By Jim Tune
A word has been on my mind lately. I’ve been thinking about what it means for me personally, and as a preacher. The word: safety.
I encountered the word in an excellent book, Crucial Conversations.
“In order to speak honestly when honesty could easily offend others, we have to find a way to maintain safety,” the book says. “When it’s safe, you can say anything.”
We often focus on the content of our conversations, but content isn’t usually what makes or breaks relationships. Safety is. Feeling safe allows us to talk about difficult things and to speak freely and openly.

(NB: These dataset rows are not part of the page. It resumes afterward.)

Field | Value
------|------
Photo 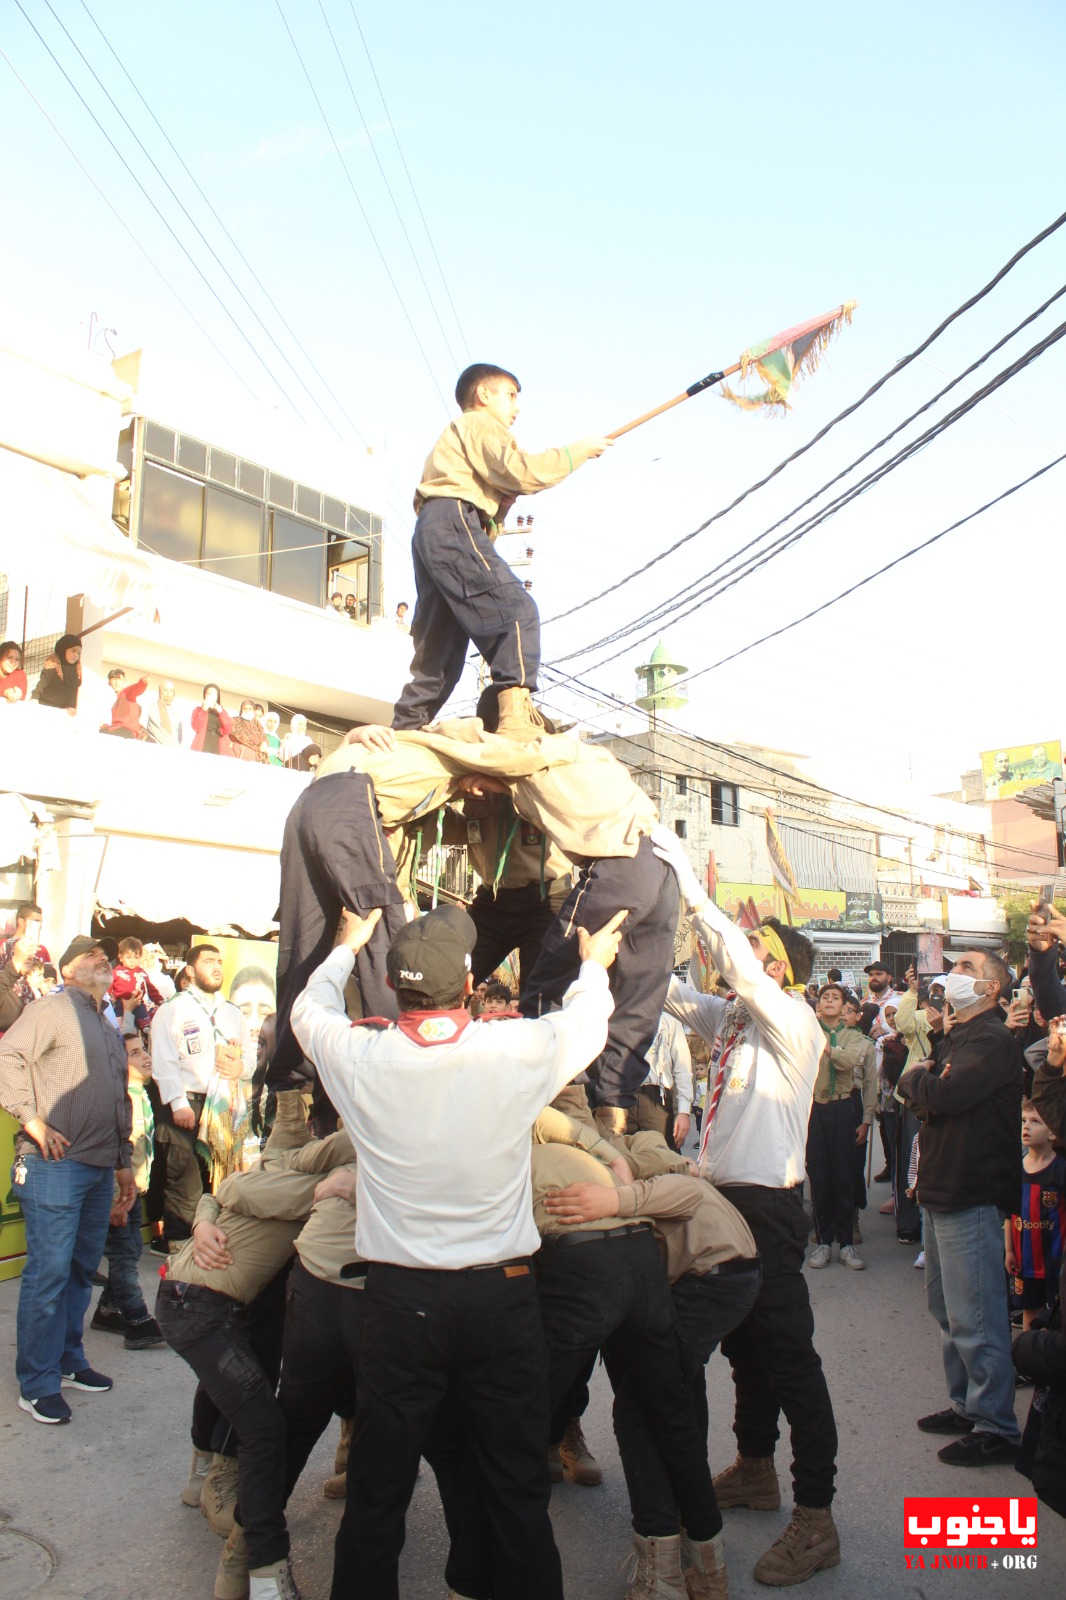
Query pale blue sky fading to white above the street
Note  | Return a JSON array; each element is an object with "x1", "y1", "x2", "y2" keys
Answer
[{"x1": 0, "y1": 0, "x2": 1066, "y2": 800}]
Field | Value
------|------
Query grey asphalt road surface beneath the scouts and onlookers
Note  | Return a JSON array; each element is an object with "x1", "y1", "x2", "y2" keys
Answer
[{"x1": 0, "y1": 1189, "x2": 1066, "y2": 1600}]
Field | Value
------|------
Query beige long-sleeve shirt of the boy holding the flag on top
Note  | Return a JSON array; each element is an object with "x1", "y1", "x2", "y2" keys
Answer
[{"x1": 415, "y1": 406, "x2": 589, "y2": 517}]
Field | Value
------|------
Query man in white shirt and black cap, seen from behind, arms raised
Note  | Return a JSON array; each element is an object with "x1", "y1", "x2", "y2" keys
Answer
[{"x1": 293, "y1": 907, "x2": 624, "y2": 1600}]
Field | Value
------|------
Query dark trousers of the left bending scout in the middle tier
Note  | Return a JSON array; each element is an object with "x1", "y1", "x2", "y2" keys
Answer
[{"x1": 267, "y1": 773, "x2": 405, "y2": 1088}]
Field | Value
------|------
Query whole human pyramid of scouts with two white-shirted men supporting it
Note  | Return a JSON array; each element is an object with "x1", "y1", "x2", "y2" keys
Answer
[{"x1": 157, "y1": 365, "x2": 840, "y2": 1600}]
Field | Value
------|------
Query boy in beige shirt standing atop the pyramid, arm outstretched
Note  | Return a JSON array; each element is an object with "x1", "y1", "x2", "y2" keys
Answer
[{"x1": 392, "y1": 362, "x2": 611, "y2": 739}]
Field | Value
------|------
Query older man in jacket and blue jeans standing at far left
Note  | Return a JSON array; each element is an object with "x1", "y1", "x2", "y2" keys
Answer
[{"x1": 0, "y1": 936, "x2": 136, "y2": 1424}]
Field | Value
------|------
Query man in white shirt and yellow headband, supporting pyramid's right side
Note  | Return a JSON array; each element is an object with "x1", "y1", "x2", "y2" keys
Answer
[{"x1": 653, "y1": 829, "x2": 840, "y2": 1584}]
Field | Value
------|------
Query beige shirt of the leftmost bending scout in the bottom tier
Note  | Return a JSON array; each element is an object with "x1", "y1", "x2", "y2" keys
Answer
[{"x1": 166, "y1": 1133, "x2": 354, "y2": 1306}]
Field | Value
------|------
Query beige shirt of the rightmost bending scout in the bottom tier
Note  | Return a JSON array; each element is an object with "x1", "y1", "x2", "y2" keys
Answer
[{"x1": 618, "y1": 1174, "x2": 759, "y2": 1283}]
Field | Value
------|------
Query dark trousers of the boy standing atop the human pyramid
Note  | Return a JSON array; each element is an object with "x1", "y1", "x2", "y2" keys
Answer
[{"x1": 392, "y1": 499, "x2": 541, "y2": 728}]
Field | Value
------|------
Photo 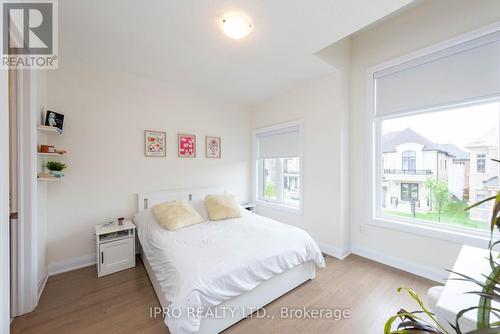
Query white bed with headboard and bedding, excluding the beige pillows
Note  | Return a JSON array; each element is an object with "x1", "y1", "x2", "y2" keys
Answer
[{"x1": 134, "y1": 188, "x2": 325, "y2": 334}]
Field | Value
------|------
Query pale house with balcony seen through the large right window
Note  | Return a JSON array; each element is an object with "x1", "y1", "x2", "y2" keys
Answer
[{"x1": 381, "y1": 128, "x2": 469, "y2": 213}]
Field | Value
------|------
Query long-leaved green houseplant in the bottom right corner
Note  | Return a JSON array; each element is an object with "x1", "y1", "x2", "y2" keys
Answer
[{"x1": 384, "y1": 159, "x2": 500, "y2": 334}]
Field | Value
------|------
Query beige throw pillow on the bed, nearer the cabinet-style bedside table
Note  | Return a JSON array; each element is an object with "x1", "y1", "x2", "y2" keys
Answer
[{"x1": 151, "y1": 201, "x2": 203, "y2": 231}]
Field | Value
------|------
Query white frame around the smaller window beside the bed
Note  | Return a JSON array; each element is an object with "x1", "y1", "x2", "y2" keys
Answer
[{"x1": 252, "y1": 120, "x2": 305, "y2": 215}]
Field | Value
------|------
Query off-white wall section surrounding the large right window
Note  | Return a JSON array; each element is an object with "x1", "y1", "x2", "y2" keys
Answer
[{"x1": 350, "y1": 0, "x2": 500, "y2": 277}]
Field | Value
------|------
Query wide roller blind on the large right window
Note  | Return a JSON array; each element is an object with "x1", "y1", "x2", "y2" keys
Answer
[{"x1": 374, "y1": 32, "x2": 500, "y2": 115}]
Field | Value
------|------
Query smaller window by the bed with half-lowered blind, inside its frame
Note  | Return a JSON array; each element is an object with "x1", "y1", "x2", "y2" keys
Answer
[{"x1": 255, "y1": 123, "x2": 302, "y2": 210}]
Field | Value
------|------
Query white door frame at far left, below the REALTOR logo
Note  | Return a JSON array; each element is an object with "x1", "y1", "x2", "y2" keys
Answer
[{"x1": 10, "y1": 70, "x2": 38, "y2": 317}]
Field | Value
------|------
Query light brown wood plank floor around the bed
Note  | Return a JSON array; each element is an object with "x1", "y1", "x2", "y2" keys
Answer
[{"x1": 11, "y1": 255, "x2": 436, "y2": 334}]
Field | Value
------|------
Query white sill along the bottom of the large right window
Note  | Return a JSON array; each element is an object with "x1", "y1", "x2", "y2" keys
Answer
[{"x1": 369, "y1": 217, "x2": 490, "y2": 248}]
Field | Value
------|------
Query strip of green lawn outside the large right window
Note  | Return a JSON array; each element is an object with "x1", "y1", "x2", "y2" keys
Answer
[{"x1": 384, "y1": 210, "x2": 489, "y2": 230}]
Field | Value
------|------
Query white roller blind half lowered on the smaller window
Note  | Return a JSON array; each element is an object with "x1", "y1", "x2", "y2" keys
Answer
[{"x1": 257, "y1": 126, "x2": 299, "y2": 159}]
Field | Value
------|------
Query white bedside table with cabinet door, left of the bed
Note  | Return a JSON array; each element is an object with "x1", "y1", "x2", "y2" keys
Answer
[{"x1": 95, "y1": 220, "x2": 135, "y2": 277}]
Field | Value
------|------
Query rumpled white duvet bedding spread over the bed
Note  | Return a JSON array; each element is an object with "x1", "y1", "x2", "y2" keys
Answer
[{"x1": 134, "y1": 209, "x2": 325, "y2": 334}]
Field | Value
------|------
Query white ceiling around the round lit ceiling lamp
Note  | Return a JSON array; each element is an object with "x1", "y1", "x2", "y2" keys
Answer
[{"x1": 59, "y1": 0, "x2": 412, "y2": 106}]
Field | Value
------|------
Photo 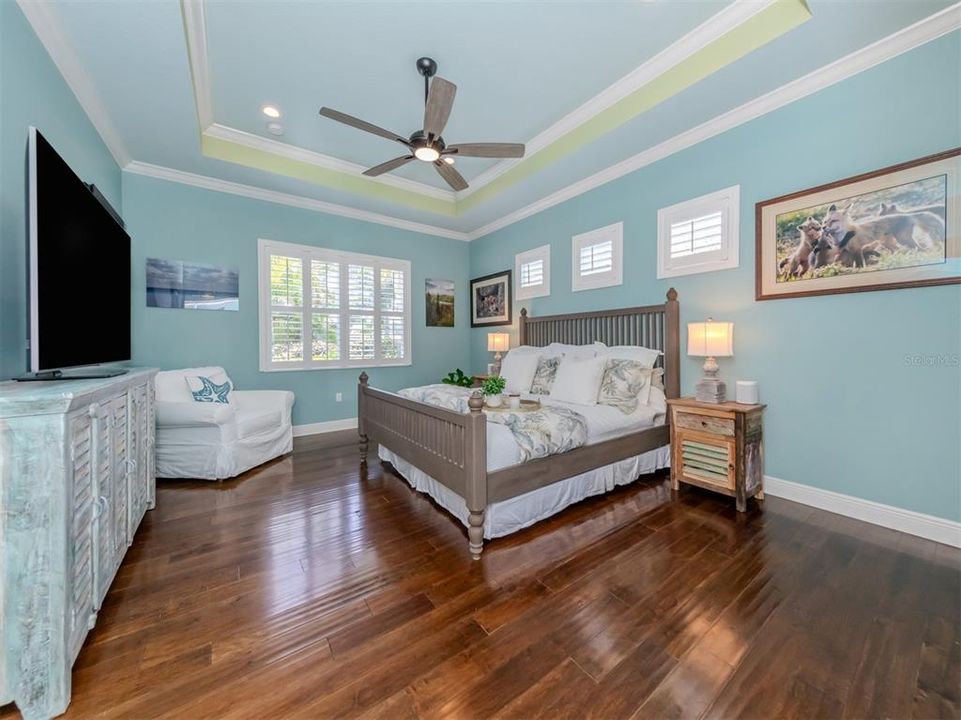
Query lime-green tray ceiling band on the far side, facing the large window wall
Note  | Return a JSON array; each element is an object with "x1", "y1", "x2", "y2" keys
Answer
[{"x1": 200, "y1": 134, "x2": 457, "y2": 216}]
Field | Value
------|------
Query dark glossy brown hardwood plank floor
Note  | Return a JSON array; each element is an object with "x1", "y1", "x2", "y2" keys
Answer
[{"x1": 0, "y1": 442, "x2": 961, "y2": 720}]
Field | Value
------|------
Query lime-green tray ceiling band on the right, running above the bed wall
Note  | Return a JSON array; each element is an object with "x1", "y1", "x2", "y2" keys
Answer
[{"x1": 457, "y1": 0, "x2": 811, "y2": 215}]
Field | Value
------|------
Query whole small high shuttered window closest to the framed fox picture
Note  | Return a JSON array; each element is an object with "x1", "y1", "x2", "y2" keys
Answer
[{"x1": 657, "y1": 185, "x2": 740, "y2": 278}]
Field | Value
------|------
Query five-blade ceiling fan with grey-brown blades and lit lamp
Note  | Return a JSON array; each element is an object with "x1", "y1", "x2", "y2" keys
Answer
[{"x1": 320, "y1": 57, "x2": 524, "y2": 190}]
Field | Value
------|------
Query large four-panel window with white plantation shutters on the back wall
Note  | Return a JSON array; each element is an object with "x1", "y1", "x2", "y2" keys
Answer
[{"x1": 259, "y1": 240, "x2": 411, "y2": 371}]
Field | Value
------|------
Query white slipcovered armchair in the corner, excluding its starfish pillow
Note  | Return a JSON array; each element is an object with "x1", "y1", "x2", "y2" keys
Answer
[{"x1": 155, "y1": 367, "x2": 294, "y2": 480}]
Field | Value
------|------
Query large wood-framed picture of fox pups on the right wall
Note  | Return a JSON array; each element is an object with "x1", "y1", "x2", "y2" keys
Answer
[{"x1": 755, "y1": 148, "x2": 961, "y2": 300}]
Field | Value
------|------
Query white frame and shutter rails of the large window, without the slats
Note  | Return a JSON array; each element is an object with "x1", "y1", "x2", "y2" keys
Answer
[{"x1": 257, "y1": 238, "x2": 414, "y2": 372}]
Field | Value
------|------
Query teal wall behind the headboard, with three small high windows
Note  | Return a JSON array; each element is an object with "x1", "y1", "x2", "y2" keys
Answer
[{"x1": 471, "y1": 32, "x2": 961, "y2": 520}]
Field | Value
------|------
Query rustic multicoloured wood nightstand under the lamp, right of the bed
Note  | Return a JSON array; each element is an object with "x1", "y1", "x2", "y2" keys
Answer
[{"x1": 667, "y1": 398, "x2": 765, "y2": 512}]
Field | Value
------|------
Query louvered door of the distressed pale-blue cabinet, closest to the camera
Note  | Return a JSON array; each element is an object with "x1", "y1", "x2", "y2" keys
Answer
[{"x1": 67, "y1": 408, "x2": 96, "y2": 661}]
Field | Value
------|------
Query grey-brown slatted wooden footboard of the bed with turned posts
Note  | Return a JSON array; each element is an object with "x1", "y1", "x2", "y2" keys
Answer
[{"x1": 357, "y1": 373, "x2": 487, "y2": 560}]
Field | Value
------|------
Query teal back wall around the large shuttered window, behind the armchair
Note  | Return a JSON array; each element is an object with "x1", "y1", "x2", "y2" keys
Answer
[{"x1": 123, "y1": 173, "x2": 470, "y2": 424}]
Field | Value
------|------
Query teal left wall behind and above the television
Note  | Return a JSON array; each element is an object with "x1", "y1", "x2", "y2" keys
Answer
[{"x1": 0, "y1": 0, "x2": 121, "y2": 379}]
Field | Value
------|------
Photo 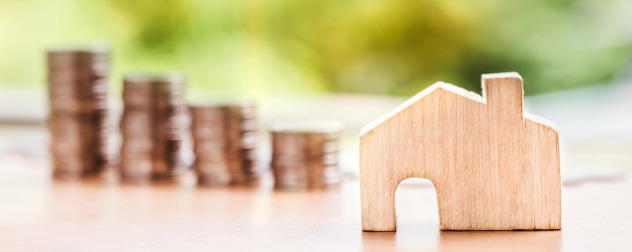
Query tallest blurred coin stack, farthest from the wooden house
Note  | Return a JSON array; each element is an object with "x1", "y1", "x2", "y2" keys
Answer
[{"x1": 47, "y1": 48, "x2": 113, "y2": 178}]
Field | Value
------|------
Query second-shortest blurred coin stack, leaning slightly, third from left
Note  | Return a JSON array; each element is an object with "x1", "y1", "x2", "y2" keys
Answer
[{"x1": 190, "y1": 99, "x2": 261, "y2": 186}]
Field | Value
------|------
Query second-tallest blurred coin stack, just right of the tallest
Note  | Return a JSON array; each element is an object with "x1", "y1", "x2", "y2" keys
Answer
[{"x1": 120, "y1": 73, "x2": 189, "y2": 182}]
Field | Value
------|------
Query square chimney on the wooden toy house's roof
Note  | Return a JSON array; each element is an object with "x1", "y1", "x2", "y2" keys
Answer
[{"x1": 483, "y1": 72, "x2": 524, "y2": 120}]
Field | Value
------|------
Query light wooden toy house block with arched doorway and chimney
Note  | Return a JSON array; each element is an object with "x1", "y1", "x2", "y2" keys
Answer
[{"x1": 360, "y1": 73, "x2": 561, "y2": 231}]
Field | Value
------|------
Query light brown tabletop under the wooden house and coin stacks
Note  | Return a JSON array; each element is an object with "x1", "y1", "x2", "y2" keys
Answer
[{"x1": 0, "y1": 156, "x2": 632, "y2": 251}]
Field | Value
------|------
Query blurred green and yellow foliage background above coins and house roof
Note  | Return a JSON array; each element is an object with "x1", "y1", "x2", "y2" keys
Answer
[{"x1": 0, "y1": 0, "x2": 632, "y2": 95}]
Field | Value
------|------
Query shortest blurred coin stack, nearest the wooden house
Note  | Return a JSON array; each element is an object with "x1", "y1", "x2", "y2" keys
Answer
[{"x1": 270, "y1": 121, "x2": 342, "y2": 190}]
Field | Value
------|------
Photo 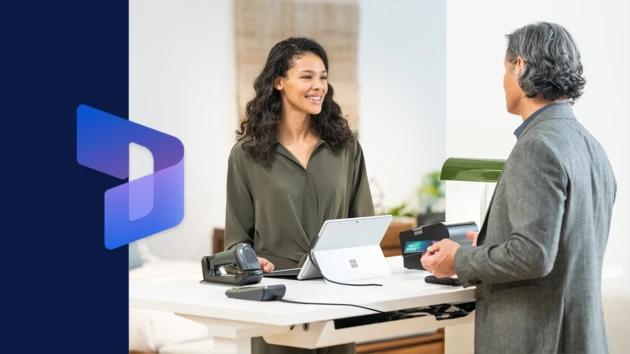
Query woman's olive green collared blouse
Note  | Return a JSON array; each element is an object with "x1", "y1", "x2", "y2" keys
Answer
[{"x1": 225, "y1": 134, "x2": 374, "y2": 270}]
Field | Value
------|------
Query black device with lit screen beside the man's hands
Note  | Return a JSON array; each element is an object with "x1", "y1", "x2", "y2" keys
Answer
[{"x1": 399, "y1": 221, "x2": 479, "y2": 270}]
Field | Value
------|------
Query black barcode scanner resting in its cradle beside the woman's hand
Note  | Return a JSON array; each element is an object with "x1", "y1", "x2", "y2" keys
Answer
[{"x1": 201, "y1": 243, "x2": 263, "y2": 285}]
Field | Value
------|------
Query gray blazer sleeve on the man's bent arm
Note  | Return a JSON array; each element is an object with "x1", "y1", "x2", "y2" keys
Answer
[{"x1": 455, "y1": 139, "x2": 568, "y2": 286}]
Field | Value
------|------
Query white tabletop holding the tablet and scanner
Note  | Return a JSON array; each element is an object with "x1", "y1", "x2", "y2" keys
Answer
[{"x1": 129, "y1": 256, "x2": 475, "y2": 326}]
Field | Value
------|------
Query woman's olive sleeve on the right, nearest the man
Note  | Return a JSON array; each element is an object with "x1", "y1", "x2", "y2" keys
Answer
[{"x1": 348, "y1": 141, "x2": 375, "y2": 218}]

I also encountered the word safety in Ray Ortlund’s book The Gospel. Ortlund offers a simple equation for how church should operate: gospel + safety + time. We need the good news of the gospel: that we are accepted by God through the work of Jesus. But we also need safety (“non-accusing sympathy so that they can admit their problems honestly”) and time (“enough time to rethink their lives at a deep level, because people are complex and changing is not easy”). Church then becomes a place of safety and honesty, rather than a place of shame and anxiety.
“In a gentle church like this, no one is put under pressure or singled out for embarrassment,” Ortlund writes. “Everyone is free to open up, and we all grow together as we look to Jesus.”
I can feel myself relax as I write these words. Who doesn’t want safety? Who wouldn’t like to be in a place of honesty and patience, rather than a place of shame and hurry?
Safety, though, takes courage. There are at least two reasons we don’t always feel safe. One is that we aren’t always in safe environments. When we enter a group, church, or even a conversation, we’re often probing: Is it safe to be real here? Can these people handle my honesty? Or do I have to keep my thoughts to myself and pretend that everything is OK? As a Christian leader, I want to do everything I can to build an atmosphere of safety so that church is, as one author called it, the safest place on earth.
But there’s another reason we don’t always feel safe: we’re still hiding behind our walls. Sometimes all it takes to create safety is for someone to go first. When one person opens up, or takes the pressure off another, others sense they can get real too.
“A central task of community is to create a place that is safe enough for the walls to be torn down, safe enough for each of us to own and reveal our brokenness,” writes Larry Crabb. “Only then can the power of connecting do its job. Only then can community be used of God to restore our souls.” That’s what I want—for me, for my church, and for you.